Something about programming

Data Types and Variables in C++

Previous tutorial: Hello World in C++
Next tutorial: Input and Output in C++. Streams

Computer destination is to process information (or data). It takes information and do something with it. In this tutorial we'll talk about how C++ interpret information.

Information is anything that have meaning (in any context). It can be: amount of money on your bank account, your age in your profile on some site, number of points in the game you play, text of the book you are reading, music track you've listened this morning, video clip with cat that you've watched just before you've start to read this tutorial. So the information may be very small or very large. We'll start with very small chunks of data in C++ language.

What are literals in C++

Literal is just a piece of data as is. There will be lot of literals in your code. Example of literals are these:

384 11.1 true false "hey" 'c'

So wherever you see in code number, text string, separate text character - they are just literals. They are hardcoded in code. Example of literal from last tutorial is string "Hello World\n" that we printed in console.

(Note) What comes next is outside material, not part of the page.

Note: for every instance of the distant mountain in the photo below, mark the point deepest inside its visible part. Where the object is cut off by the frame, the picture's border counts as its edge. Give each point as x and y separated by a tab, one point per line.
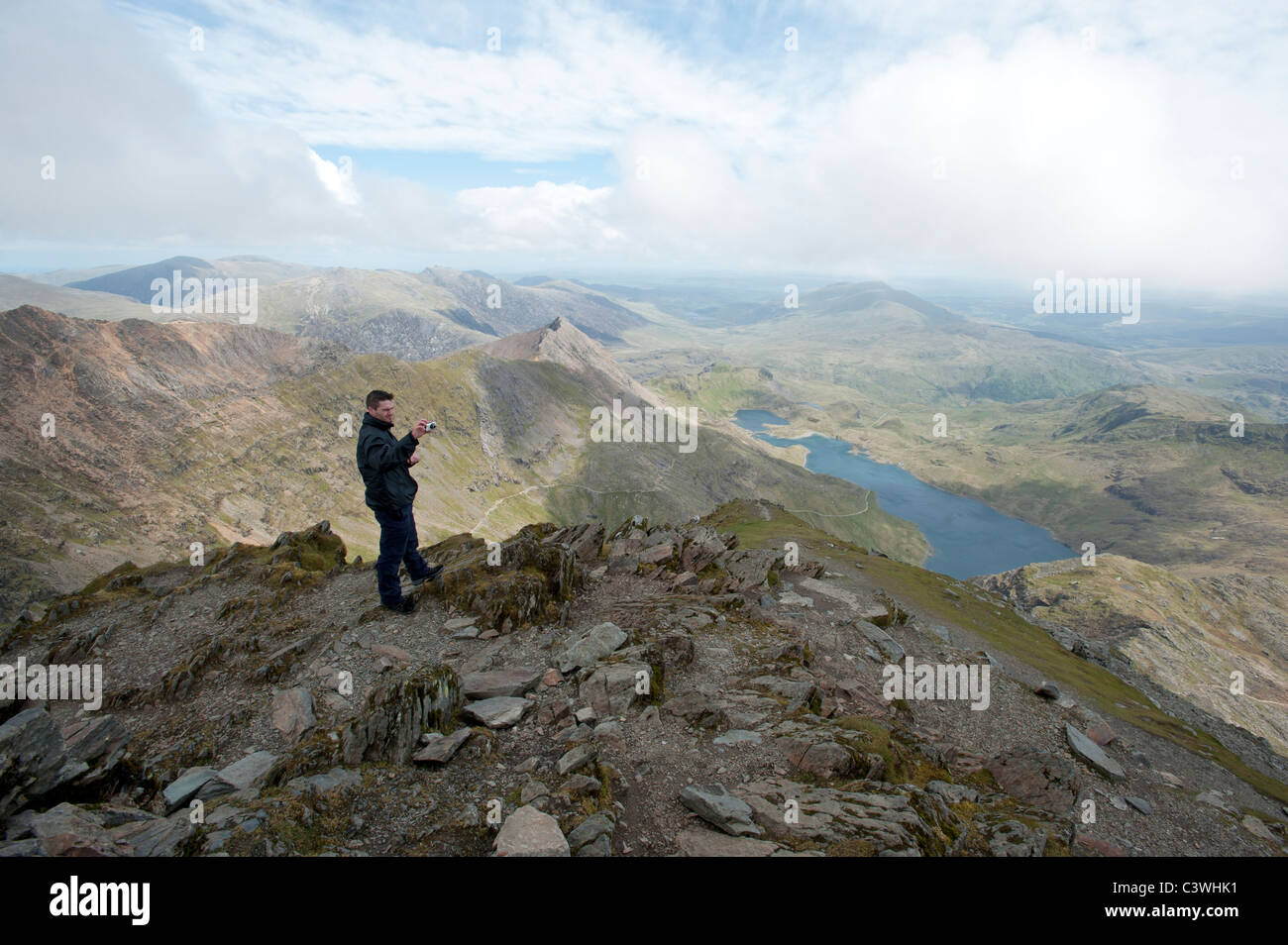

As you can see there are different kind of literals: numeric, text and so on. In C++ all data must have data type.

Data Types in C++

C++ has a specific set of data types. Each data type has it's own size - how much computer memory it occupies.

Integer Data Types in C++

In C++ there are several data types for integer numbers. One reason for that - it's the legacy and another one - it allows to save memory. The main difference between integer types - they occupy different amount of memory and can have store different range of numbers.

The smallest one is char. It takes one byte of memory (8 bits). It's very small and the problem with it, that it can store only 256 values: 0 to 255 or -128 to 127. So, we can store only very small numbers with it. Traditionally char is used to store text. This type was enough to encode all letters (52 for uppercase and lowercase letters of English alphabet), different punctuation and mathematical signs and also alphabet of another language.

int. It occupies 4 bytes (32 bits) and can store about 4.3 billion values. When we saw word int before our main function that was reference to this type.

long long - takes 8 bytes. Why word long repeats two times? Because earlier when computers have less memory long type was reserved to occupy 4 bytes. But what about int ? At those times int took 2 bytes. So when computers became more powerful, capacity of int type was increased.

Signed and unsigned numbers

For C++ there is difference if number is signed or unsigned. Let's take a look at char type. It can store 256 values. By default it's signed values, so total range of char data type is -128 to 127. We can make C++ to interpret any number as unsigned. It will get us double range of positive numbers.So unsigned char has range from 0 to 255. It can be applied to any integer type.

Float Data types in C++

Float numbers are numbers like: 0.1, 1.5, 0.132589869235982 and so on. For computer there is a big difference between integer numbers and float numbers as they are stored very differently in memory.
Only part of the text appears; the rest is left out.